Lei sgranò gli occhi e, dopo aver sbattuto la porta alle sue spalle, si precipitò verso di me. «Cosa intendi? Ci ha per caso provato?» chiese guardandomi di sottecchi.
Spostai il peso da una gamba all'altra, il ricordo di quel bacio rubato mi aveva indubbiamente inquietata. «Ho subito messo in chiaro la situazione, mi ha baciata ed io l'ho respinto. Va tutto bene.»
Karen si portò una mano alla bocca, evidentemente sorpresa di quella confessione. «Ed io che l'ho anche invitato a passare il fine settimana con noi!» esclamò infastidita.
Si allontanò sbuffando in direzione del suo armadio e in pochi secondi riempì di vestiti la sua borsa da viaggio, poi passò rapidamente al mio e fece lo stesso.
«Stai andando da qualche parte con Henry?» chiesi incuriosita.
Mi guardò e scosse la testa. «No, tutti noi stiamo andando da qualche parte.» ripeté allargando con enfasi le braccia. Notando la mia espressione confusa, aggiunse: «Tu verrai con me, e non voglio sentire un no come risposta.»
La guardai torva e mi accasciai sul letto. «Mi è almeno concesso sapere dove mi porterai?» chiesi facendo la finta offesa.
Lei finse di pensarci su, e poi sfoderò quello che credevo fosse uno dei suoi sorrisi più fieri. «Mentre tu eri intenta a dormire, io pensavo a come organizzare il nostro fine settimana!» esclamò orgogliosa.
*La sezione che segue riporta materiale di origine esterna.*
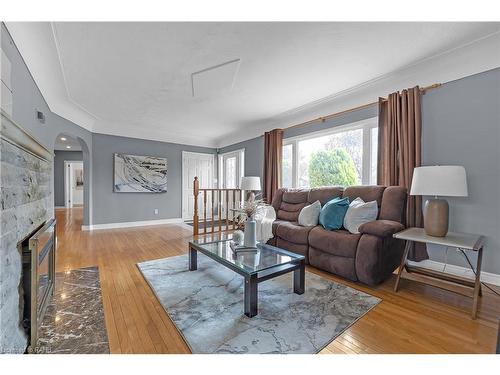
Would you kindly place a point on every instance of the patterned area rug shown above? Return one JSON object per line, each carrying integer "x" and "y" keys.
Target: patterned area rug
{"x": 207, "y": 307}
{"x": 74, "y": 319}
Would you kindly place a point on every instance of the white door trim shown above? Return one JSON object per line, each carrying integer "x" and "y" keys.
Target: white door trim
{"x": 68, "y": 178}
{"x": 184, "y": 155}
{"x": 240, "y": 167}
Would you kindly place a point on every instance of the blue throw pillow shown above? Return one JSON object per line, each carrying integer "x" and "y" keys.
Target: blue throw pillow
{"x": 332, "y": 213}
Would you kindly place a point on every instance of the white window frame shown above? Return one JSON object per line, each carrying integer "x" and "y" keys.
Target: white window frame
{"x": 367, "y": 125}
{"x": 240, "y": 167}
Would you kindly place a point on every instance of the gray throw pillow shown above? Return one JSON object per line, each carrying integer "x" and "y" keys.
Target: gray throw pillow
{"x": 359, "y": 213}
{"x": 308, "y": 216}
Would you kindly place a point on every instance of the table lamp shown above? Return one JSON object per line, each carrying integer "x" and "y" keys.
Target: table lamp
{"x": 250, "y": 184}
{"x": 439, "y": 180}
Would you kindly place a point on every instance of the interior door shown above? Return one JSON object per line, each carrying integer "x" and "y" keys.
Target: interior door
{"x": 231, "y": 167}
{"x": 196, "y": 165}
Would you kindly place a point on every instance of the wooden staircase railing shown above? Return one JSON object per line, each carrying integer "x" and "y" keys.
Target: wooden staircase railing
{"x": 222, "y": 201}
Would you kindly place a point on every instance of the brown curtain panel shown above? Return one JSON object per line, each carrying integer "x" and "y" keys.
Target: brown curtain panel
{"x": 400, "y": 151}
{"x": 273, "y": 155}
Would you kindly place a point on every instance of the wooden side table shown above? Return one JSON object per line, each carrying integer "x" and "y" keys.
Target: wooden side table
{"x": 457, "y": 284}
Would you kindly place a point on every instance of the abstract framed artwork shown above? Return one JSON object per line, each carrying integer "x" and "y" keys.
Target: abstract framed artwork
{"x": 139, "y": 174}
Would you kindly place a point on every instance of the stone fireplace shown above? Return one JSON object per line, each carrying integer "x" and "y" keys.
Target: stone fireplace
{"x": 26, "y": 204}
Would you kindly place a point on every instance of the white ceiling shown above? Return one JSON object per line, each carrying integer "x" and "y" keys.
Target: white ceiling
{"x": 134, "y": 79}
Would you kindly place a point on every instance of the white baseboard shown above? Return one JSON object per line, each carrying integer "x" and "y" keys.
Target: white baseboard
{"x": 130, "y": 224}
{"x": 487, "y": 277}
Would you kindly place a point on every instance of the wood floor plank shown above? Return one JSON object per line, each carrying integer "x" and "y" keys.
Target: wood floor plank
{"x": 417, "y": 319}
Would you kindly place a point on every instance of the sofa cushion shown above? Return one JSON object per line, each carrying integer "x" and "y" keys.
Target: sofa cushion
{"x": 295, "y": 196}
{"x": 381, "y": 228}
{"x": 367, "y": 193}
{"x": 358, "y": 213}
{"x": 276, "y": 224}
{"x": 332, "y": 213}
{"x": 292, "y": 201}
{"x": 393, "y": 204}
{"x": 309, "y": 215}
{"x": 293, "y": 232}
{"x": 296, "y": 248}
{"x": 342, "y": 266}
{"x": 336, "y": 242}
Alzai la mano destra e la roteai in aria per farle capire che non solo poteva continuare il discorso, ma soprattutto che stessi prestando attenzione a ciò che diceva.
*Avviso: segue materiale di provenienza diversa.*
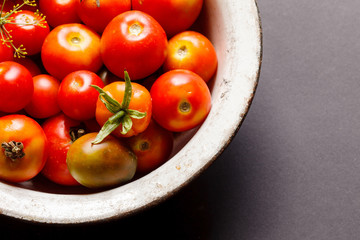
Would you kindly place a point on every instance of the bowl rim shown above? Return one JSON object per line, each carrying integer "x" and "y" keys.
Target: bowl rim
{"x": 163, "y": 194}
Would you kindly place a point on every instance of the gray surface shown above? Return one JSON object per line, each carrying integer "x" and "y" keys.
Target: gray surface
{"x": 293, "y": 170}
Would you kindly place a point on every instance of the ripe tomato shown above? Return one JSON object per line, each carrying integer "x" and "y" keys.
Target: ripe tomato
{"x": 30, "y": 65}
{"x": 151, "y": 147}
{"x": 140, "y": 101}
{"x": 97, "y": 16}
{"x": 105, "y": 164}
{"x": 71, "y": 47}
{"x": 6, "y": 52}
{"x": 133, "y": 41}
{"x": 181, "y": 100}
{"x": 59, "y": 12}
{"x": 175, "y": 16}
{"x": 61, "y": 131}
{"x": 16, "y": 86}
{"x": 28, "y": 29}
{"x": 76, "y": 98}
{"x": 24, "y": 148}
{"x": 44, "y": 103}
{"x": 192, "y": 51}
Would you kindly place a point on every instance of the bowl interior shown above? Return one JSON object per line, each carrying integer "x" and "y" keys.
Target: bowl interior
{"x": 233, "y": 26}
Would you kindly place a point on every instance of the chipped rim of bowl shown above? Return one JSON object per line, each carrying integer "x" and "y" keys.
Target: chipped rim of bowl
{"x": 232, "y": 97}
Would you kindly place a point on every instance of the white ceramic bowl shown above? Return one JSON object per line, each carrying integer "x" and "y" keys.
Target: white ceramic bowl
{"x": 235, "y": 30}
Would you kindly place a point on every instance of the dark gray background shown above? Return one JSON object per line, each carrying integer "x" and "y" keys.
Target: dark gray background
{"x": 293, "y": 170}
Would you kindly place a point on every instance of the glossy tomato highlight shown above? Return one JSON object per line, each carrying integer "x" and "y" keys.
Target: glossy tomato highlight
{"x": 98, "y": 14}
{"x": 181, "y": 100}
{"x": 71, "y": 47}
{"x": 24, "y": 148}
{"x": 174, "y": 16}
{"x": 61, "y": 131}
{"x": 133, "y": 41}
{"x": 76, "y": 98}
{"x": 192, "y": 51}
{"x": 44, "y": 102}
{"x": 16, "y": 87}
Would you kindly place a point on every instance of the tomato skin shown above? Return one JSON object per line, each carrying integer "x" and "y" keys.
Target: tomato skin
{"x": 151, "y": 147}
{"x": 192, "y": 51}
{"x": 44, "y": 103}
{"x": 181, "y": 100}
{"x": 30, "y": 65}
{"x": 6, "y": 53}
{"x": 140, "y": 101}
{"x": 21, "y": 128}
{"x": 69, "y": 48}
{"x": 133, "y": 41}
{"x": 57, "y": 131}
{"x": 31, "y": 36}
{"x": 98, "y": 17}
{"x": 105, "y": 164}
{"x": 76, "y": 98}
{"x": 15, "y": 80}
{"x": 59, "y": 12}
{"x": 174, "y": 16}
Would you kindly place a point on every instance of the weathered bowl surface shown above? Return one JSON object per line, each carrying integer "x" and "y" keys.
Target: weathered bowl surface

«I miei genitori hanno una tenuta estiva a Reading che utilizzano per le vacanze e che attualmente è vuota. Poco fa ne ho parlato con i ragazzi e tutti hanno accolto con molto piacere l'idea di dormire lì per i prossimi tre giorni.» disse togliendomi le coperte di dosso.
«Mhmm» mugolai infastidita. «Poco fa hai detto che ci sarà anche Tyson, forse sarebbe meglio se rimanessi qui, non penso di essere pronta a parlare con lui.»
Karen strinse gli occhi a fessura, poggiando le mani sui fianchi. «Eh, no mia cara, non ti lascerò di certo da sola a crogiolarti nel tuo dolore. So già che sprecherai il tuo preziosissimo tempo a guardare una di quelle tue stupide serie tv degli anni 90'.» disse portando le borse verso la porta. «E poi, lo hai detto pure tu, va tutto bene! Quindi adesso alzati o faremo tardi, i ragazzi sono già qui sotto.»
«Ehi, cosa c'è che non va con i film degli anni 90'?» domandai risentita.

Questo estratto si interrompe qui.